The recent voter registration ended in chaos on September 22. Many registration stations were left without forms and long queues of people were turned away unregistered. An estimated 60 million Nigerians were expected to register, and the Independent National Electoral Commission (INEC) said it had distributed 70 million registration forms. In the event, many of the forms went missing. This is widely believed to be due to corrupt politicians buying the forms, with the intention of stuffing ballot boxes during the next year’s elections. As a result, up to 40 percent of the population could be left without a vote. Besides the lack of sufficient registration forms, other problems included registration stations that moved without notice or closed early, stations that claimed to be signing up voters more quickly than was humanly possible, while little or no registration at all was taking place in some densely populated areas.
The scale and openness of this vote rigging suggests that next year’s elections will be even more fraudulent than those of 1999. At that time the western powers were prepared to overlook widespread ballot rigging and the fact that the previous military regime limited which parties and candidates were allowed to stand. It seems unlikely that the next election will be exposed as a fraud by the international observers and the media, even though the scale of corruption is already much greater than that in Zimbabwe.

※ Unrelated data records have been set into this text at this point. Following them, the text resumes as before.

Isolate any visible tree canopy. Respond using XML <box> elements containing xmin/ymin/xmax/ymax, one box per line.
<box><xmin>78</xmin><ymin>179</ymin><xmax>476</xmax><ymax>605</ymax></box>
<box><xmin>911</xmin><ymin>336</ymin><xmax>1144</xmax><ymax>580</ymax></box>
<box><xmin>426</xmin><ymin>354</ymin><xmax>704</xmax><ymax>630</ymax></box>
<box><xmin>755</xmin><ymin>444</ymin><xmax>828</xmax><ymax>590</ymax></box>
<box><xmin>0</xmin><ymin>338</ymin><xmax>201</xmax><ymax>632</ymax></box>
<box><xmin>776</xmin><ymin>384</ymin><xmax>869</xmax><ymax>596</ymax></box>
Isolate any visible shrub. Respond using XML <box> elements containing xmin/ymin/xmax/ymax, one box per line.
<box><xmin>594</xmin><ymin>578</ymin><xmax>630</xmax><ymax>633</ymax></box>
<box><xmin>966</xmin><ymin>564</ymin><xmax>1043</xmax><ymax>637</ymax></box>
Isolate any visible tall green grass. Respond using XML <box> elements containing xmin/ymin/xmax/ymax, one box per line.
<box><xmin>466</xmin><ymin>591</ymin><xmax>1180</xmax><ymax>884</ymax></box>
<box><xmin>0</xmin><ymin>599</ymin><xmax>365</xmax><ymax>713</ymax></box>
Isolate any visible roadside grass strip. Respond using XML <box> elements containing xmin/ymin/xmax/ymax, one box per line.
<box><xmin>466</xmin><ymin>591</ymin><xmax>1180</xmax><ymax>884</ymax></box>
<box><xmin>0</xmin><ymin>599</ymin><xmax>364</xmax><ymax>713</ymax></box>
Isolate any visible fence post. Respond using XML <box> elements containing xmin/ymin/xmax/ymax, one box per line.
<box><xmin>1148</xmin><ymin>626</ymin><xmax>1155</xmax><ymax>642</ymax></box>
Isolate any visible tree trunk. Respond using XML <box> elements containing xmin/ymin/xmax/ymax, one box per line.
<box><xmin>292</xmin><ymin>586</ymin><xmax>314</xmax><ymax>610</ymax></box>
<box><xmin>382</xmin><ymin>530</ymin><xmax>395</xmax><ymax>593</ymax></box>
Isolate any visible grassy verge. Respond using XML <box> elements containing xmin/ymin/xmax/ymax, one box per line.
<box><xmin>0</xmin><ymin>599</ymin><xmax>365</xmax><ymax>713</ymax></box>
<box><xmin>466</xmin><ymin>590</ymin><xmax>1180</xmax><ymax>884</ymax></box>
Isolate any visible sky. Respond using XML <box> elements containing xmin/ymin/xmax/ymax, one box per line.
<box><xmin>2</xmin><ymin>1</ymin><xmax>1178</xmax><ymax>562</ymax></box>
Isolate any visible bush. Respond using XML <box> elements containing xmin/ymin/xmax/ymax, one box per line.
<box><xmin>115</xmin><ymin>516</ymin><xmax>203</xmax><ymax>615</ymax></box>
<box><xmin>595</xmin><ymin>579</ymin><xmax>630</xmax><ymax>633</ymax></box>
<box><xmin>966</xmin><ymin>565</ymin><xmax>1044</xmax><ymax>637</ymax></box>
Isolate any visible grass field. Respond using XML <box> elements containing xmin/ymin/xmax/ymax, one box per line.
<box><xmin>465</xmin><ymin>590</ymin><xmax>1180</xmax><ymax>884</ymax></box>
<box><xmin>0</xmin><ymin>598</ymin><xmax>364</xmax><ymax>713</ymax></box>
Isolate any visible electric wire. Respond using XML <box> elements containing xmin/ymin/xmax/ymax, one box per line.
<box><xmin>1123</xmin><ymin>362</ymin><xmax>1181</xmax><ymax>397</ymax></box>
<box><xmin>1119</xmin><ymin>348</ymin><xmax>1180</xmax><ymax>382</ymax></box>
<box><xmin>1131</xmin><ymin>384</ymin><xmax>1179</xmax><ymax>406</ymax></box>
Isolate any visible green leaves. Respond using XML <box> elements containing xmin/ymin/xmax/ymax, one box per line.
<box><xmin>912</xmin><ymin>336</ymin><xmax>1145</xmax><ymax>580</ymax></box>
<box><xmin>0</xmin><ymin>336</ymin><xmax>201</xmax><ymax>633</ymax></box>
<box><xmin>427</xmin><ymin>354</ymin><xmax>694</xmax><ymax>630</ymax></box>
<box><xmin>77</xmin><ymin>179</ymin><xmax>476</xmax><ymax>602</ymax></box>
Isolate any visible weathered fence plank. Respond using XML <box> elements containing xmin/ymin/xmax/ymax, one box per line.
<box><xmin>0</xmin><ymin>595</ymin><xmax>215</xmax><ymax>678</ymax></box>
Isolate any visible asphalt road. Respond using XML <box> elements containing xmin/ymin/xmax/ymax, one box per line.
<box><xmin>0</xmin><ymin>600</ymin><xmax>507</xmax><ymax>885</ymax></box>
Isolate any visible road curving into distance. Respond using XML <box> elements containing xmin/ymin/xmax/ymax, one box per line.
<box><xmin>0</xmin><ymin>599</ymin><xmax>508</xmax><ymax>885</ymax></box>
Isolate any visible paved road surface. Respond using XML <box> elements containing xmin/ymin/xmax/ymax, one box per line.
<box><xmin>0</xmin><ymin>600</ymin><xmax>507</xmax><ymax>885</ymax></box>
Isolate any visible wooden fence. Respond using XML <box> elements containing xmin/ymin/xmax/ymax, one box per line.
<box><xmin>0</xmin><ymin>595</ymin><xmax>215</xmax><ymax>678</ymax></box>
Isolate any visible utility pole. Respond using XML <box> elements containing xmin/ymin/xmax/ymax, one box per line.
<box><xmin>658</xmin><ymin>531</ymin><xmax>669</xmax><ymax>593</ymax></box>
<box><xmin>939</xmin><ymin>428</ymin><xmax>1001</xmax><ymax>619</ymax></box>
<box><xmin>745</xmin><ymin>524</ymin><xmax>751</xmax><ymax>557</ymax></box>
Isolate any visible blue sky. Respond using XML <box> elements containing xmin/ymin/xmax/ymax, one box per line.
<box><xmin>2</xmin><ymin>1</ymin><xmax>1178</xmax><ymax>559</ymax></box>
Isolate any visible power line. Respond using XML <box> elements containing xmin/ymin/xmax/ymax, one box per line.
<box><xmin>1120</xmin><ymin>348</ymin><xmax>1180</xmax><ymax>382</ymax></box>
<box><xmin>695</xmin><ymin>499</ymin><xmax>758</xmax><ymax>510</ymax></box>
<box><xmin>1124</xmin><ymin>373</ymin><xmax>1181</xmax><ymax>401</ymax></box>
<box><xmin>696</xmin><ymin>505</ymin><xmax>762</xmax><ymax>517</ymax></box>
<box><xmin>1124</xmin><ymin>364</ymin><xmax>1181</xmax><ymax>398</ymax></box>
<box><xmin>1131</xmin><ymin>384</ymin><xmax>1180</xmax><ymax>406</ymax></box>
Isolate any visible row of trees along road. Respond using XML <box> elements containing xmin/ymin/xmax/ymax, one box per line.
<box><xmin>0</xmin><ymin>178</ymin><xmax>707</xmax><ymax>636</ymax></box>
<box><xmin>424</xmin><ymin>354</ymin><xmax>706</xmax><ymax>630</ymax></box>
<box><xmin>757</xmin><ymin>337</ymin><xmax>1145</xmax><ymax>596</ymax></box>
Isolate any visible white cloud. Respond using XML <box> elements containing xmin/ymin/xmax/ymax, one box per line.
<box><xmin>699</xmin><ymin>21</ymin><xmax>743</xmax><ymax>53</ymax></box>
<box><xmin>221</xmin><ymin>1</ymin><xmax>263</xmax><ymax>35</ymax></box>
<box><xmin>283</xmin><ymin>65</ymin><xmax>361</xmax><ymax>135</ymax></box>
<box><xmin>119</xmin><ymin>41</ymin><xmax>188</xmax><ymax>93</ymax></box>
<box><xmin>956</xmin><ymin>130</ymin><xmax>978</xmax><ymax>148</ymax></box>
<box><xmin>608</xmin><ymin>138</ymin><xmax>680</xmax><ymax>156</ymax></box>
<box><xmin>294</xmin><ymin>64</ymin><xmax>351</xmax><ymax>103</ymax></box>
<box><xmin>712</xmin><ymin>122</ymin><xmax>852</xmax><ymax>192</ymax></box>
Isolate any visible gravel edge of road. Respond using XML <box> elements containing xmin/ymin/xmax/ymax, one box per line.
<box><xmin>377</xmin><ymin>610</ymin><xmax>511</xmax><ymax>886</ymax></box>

Obasanjo has consistently promoted the interests of the US and western oil companies. The US has been training the Nigerian military as a professional army, as well as providing it with funds, to move into trouble spots throughout the region. Obasanjo’s remit has been to open Nigeria up to untrammelled exploitation, push up the price of oil and petrol inside Nigeria towards world market rates while exceeding OPEC quotas and bringing down global prices, privatise the state sector, and drive down the proportion of wealth going to the working class and rural poor. He has not been able to push ahead with privatisation as far as the western powers would have liked because of resistance from regional powerbrokers and opposition from the mass of the population. But for the time being, despite the instability and centrifugal forces inside Nigeria, Obasanjo’s rule is seen by the US as the best means of maintaining a semblance of regional stability and thus western interests in West Africa as a whole.